Second, I am making some adjustments to my training so that I can work more on an aspect of my fitness that I believe is lagging behind.
My focus during base-building was doing 100% easy running and building back my mileage after a very inconsistent winter/spring. I also structured the first couple weeks of marathon training that way, because I was concerned that I’d lost a lot of my aerobic base and thought I would need a significant amount of time to build it back.
However, while doing the same run at the same easy effort/pace for over a month – actually, for most of the year – has helped me stay acclimated to running, it hasn’t done diddly squat for my fitness, as I recently learned at the Rock n Sole race.

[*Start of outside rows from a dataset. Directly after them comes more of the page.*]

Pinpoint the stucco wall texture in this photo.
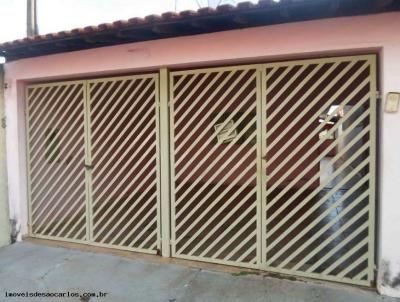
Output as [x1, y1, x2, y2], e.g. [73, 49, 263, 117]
[5, 12, 400, 297]
[0, 65, 10, 247]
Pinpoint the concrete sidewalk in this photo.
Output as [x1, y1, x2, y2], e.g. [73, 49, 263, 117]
[0, 242, 400, 302]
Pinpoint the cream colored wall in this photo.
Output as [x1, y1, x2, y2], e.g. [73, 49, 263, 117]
[5, 12, 400, 297]
[0, 65, 10, 247]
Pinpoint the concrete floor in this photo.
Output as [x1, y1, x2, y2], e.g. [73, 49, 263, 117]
[0, 242, 400, 302]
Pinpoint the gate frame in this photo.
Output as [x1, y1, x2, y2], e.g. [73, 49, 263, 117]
[24, 54, 379, 286]
[23, 80, 88, 244]
[169, 64, 264, 269]
[24, 72, 164, 255]
[260, 54, 378, 287]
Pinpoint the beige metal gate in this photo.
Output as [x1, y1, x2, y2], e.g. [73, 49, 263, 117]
[25, 81, 88, 241]
[170, 66, 261, 267]
[170, 56, 376, 285]
[27, 74, 160, 254]
[26, 55, 376, 285]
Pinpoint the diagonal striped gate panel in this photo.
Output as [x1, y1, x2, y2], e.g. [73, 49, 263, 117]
[88, 74, 160, 253]
[170, 67, 261, 267]
[262, 56, 376, 285]
[26, 82, 87, 241]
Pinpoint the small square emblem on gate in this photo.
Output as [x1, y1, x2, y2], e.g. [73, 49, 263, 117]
[214, 120, 237, 144]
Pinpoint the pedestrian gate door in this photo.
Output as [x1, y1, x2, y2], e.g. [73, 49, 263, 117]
[170, 56, 376, 285]
[26, 55, 376, 285]
[26, 75, 160, 253]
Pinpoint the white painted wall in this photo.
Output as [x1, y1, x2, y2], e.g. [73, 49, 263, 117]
[5, 12, 400, 297]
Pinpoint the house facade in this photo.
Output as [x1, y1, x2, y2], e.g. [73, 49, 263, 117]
[0, 1, 400, 297]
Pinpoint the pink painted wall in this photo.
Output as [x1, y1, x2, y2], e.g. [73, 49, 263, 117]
[5, 12, 400, 297]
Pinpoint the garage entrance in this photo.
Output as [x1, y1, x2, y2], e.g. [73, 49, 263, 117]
[26, 55, 377, 286]
[27, 74, 160, 253]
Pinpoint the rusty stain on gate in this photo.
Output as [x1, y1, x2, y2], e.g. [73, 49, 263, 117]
[26, 55, 376, 285]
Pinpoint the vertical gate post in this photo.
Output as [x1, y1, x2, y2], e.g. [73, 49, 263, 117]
[159, 68, 171, 257]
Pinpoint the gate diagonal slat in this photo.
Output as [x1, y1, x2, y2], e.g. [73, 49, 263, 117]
[88, 75, 159, 253]
[262, 56, 376, 285]
[170, 67, 260, 267]
[26, 81, 87, 241]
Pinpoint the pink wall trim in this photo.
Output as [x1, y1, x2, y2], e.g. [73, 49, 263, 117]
[5, 12, 400, 297]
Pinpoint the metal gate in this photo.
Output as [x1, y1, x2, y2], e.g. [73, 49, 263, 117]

Without any speed practice to keep the “oomph” in my legs, my paces are starting to atrophy and my legs have forgotten how to turn over efficiently.
I understand that heat and early mornings are going to affect my pace, but I still believe I need to refocus these next few weeks on getting caught up on my speed and neuromuscular fitness before the harder and more race-specific work begins.
I’m feeling perfectly comfortable running easy and covering distances, so hopefully, this shouldn’t be too daunting of a process. I tweaked the first 4 weeks of my training plan to add a fartlek workout each week and some strides to my long runs, so that I can get speed practice while still building an aerobic base and not expending too much valuable energy. I’ve also resolved to be more aggressive on the hills in my routes – not surging up them, but making an effort to run strong and not back off the pace as much.
Of course, it’s also important that I don’t go overboard, which is admittedly hard (see above about restlessness). I’m not trying to PR the 5K here, I’m just trying to get my paces back down in time to start marathon-specific work. It’s less about building speed and more about recharging the batteries in my legs.
While I obviously wished I would have realized all this sooner, I’m only two weeks in, so I think I caught it in time to get on track for the rest of my training. I hope to be able to report more progress next time I do a training check-in.
I may have to start blogging more regularly again, as this was one of my longest posts ever and I didn’t even get to include some of the life/summer fun updates I wanted to share. I have to say I am enjoying not blogging as often, but I will try to check in more often so that my training updates can be more training-focused and I can also talk more about life outside of running.